Our informal Lunch and Learn sessions help all employees learn how mental health is defined, recognize and overcome some of the stigmas surrounding mental health, and develop non-judgmental listening skills.
What Supervisors and Managers Need to Know is an engaging and informative 3-hour workshop that teaches managers how to effectively recognize mental health related concerns, and how to implement a practical process for supporting their employees.
The 2-day Mental Health First Aid Workshop equips you with mental health crisis first aid procedures, resources, and appropriate treatments that could save your life or the life of someone close to you.
Mega Health holds Mental Health First Aid Workshops for the public every month from January to June, and from September to November in the Kitchener-Waterloo area, and for corporate clients on-site as arranged. This month’s public workshop is scheduled for November 26th and 27th at Faithlife Financial, 470 Weber St. North, in Waterloo. There are still a few spots open, so book now.
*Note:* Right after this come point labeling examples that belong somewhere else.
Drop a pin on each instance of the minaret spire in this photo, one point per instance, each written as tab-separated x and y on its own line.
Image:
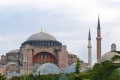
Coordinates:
89	50
98	38
41	31
89	36
98	26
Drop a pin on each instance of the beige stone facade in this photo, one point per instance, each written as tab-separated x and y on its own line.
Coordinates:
38	49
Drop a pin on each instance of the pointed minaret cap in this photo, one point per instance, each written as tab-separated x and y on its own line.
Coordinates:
98	26
89	36
41	31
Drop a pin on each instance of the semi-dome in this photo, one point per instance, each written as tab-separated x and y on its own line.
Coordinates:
69	69
108	56
48	68
14	51
41	36
42	39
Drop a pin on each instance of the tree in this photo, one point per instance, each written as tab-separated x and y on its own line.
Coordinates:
2	77
115	75
116	57
77	67
102	71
Mental health training should be seen as an investment. Companies often recognize the importance of technical and managerial training for their staff, but mental health training … not so much. They understand that if they wish to have a successful implementation of a new piece of machinery, a new business process, or a new application from IT, their staff is going to need training. But training their employees to cope with work-related stress is often overlooked. As a consequence, organizations may be costing themselves a fortune.
A report by Business Insider notes that “employees under high levels of stress cost 40% more than the average worker.” This is due in part to “health care claims, workers’ compensation claims, absenteeism, employee turnover, productivity losses, and other direct and indirect costs.”
Even organizations that recognize the value of mental health training may have difficulty fitting it into their budget. If this is the case with your organization, you may be able to receive funding from the Ontario Ministry of Training, Colleges and Universities through the Canada-Ontario Job Grant Program.
If you can’t afford to have your entire staff out of the office for two days, consider sending one individual each month. However you arrange it, it’s a conversation well-worth having.